It's very fitting that the first ever wine I tasted from Peru was not just anything, but rather an orange wine made in an ultra traditional style. The winemaker is José "Pepe" Moquillaza, from Lima, and Albita de Ihuanco is his skin-fermented blend of Albilla and Italia (a Muscat crossing).

José "Pepe" Moquillaza (Photo courtesy Nicholas Gill)

(Almost) every week, I select an orange wine (a white wine made with extended skin contact) that grabbed my attention. View the whole series here.

It’s very fitting that the first ever wine I’m tasting from Peru is not just anything, but rather an orange wine made in an ultra traditional style. The winemaker is José “Pepe” Moquillaza, from Lima.

Much to my surprise, there is tons of wine being made in Peru – it’s just that hardly any of it makes it over to Europe. There are roughly 23,000 hectares of vineyards in Chile’s South American neighbour according to the OIV, and although most of the harvest ends up in a fruit-bowl there’s also around 630,000 hectolitres of wine. And a good bit of pisco, the country’s traditional grape-based spirit.

Moquillaza started reviving traditional grape varieties and artisanal pisco making techniques in 2003, focusing his attention on Peru’s red Quebranta grape, which he feels holds the key to the country’s top potential. He also decided to blend two white varieties, Albilla and “Italy” (which I guess may be one and the same as “Italia”, a muscat crossing mostly grown as a table grape – Pepe refers to it confusingly as Muscat de Alejandría) and subject them to long skin maceration to create the wine he calls “Albita de Ihuanco”.

Jose Moquillaza - Albita 2015 (Photo (C) Simon Woolf)Albita 2015 is pretty strong-willed stuff. It wafts prodigously out of the glass with raisined, resinous aromas, and a herbal, earthy note that reminds me a little of some Georgian qvevri wines. There’s loads of depth and flavour, also a real feeling of heat – of baked fruit and sun. The bottle claims 12.5% ABV, but the power of this wine suggests something much higher. That said there is a hint of citrus, and a nice saltiness which keeps the wine in balance – almost suggesting sherry, but with far less oxidative character.

Pepe gave me this technical information about the wine: “This wine has 30 days in skin contact in fiber tank. For 2016 harvest we cut less mature, extend to 60 days and use oak very – very used.” – so of course now I’m dying to taste the 2016 as well.

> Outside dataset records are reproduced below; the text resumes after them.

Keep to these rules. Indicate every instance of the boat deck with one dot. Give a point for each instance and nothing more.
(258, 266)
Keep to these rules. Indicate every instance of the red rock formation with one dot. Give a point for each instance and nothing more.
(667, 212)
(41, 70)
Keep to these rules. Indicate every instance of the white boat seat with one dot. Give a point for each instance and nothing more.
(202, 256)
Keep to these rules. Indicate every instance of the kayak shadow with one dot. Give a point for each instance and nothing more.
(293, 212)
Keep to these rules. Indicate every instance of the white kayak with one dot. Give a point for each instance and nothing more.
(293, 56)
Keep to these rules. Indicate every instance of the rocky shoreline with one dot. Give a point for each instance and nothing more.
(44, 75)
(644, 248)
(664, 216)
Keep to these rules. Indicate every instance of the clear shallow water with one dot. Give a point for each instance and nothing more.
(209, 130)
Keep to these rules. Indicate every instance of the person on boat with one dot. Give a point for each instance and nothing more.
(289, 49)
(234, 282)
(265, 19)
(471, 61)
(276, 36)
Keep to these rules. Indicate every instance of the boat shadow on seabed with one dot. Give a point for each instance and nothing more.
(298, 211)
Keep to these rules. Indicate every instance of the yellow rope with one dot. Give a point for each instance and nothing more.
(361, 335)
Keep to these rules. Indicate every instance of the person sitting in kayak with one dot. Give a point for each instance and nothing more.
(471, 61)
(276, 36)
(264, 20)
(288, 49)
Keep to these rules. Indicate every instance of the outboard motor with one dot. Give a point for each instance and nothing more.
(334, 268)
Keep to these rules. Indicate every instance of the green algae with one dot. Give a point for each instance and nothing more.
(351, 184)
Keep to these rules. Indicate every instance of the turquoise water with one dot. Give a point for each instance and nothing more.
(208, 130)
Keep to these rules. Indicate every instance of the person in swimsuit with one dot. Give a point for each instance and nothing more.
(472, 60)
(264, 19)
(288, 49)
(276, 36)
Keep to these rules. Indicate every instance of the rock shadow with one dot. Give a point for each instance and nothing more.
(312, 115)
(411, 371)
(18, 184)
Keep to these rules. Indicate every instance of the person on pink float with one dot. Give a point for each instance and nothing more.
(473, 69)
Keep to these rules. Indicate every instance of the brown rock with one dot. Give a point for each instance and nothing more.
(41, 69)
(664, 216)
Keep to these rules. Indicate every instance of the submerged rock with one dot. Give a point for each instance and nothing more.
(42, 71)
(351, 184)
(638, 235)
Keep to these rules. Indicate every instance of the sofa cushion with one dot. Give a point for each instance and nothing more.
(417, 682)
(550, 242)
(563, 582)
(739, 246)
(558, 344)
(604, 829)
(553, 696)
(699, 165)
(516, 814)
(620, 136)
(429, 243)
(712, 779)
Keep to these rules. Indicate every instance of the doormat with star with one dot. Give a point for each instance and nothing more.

I haven’t yet fallen in love with Albita, but I do keep going back for another sip – it is beguiling, characterful stuff. A bit of a “vino di meditazione” as the Italians say, which I sometimes think just means it’s hard to drink a whole glass. Elegant? No. Fascinating? Utterly.

I have to thank Jerzy Maslanka – engineer, wine importer to Canada and long-time reader of this blog. He introduced me to this wine, and set off a train of events which resulted in a bottle making its way across two continents to arrive here in Amsterdam. It doesn’t get any more international than that.